William Acheff
< >William Acheff was born in Anchorage, Alaska, on January 28, 1947. Until age five, he lived in the remote village of two hundred residents where his mother was born to an Athabascan mother and a Dutch-Scottish father, who came to Alaska in 1898 at the onset of the Alaskan gold rush.
After three years of art classes in high school, Acheff ignored the advice of his high school art teacher and didn’t go on to art college. Instead, he went to barber college in San Francisco, thinking he would eventually open up a very exclusive barbershop. He met Roberto Lupetti in a barbershop, and following a casual conversation about art, Lupetti invited him to his drawing class. After seeing only one drawing, Lupetti felt Acheff was ready to tackle painting. Lupetti later exclaimed to his wife, “He’s got it!”
In 1969, Acheff began a six-month-long, five-day-a-week, six-hour-a-day immersion in painting with this Italian master, and what started as a hobby was transformed into a lifetime passion and career. He continued to see Lupetti over the next three years for criticism and words of wisdom.
Acheff moved to Taos, New Mexico, in 1973, where Native Americans have since provided him with many subjects, including blankets, pottery, drums, and other cultural objects. In 1989 and 2004, he received the Prix de West Purchase Award for Flapjacks. His work was included in Covering the West, a traveling exhibition in conjunction with Southwest Art magazine’s 25th-anniversary edition.

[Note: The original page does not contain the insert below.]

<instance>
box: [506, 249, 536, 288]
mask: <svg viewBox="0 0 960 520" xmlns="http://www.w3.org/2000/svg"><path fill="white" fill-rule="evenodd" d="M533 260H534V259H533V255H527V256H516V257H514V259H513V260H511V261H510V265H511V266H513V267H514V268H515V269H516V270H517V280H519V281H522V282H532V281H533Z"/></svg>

Acheff’s style is suggestive of Dutch still-life painters from the seventeenth to the nineteenth centuries, particularly the Harnett trompe l’oeil school. In 1998, Acheff’s oil painting Spirits, Symbols, and Ceremonies won the Masters of the American West Award, given in recognition of the work acquired for the Autry National Center of the American West’s permanent collection.
William Acheff is represented by Settlers West Galleries Inc., Tucson, Arizona.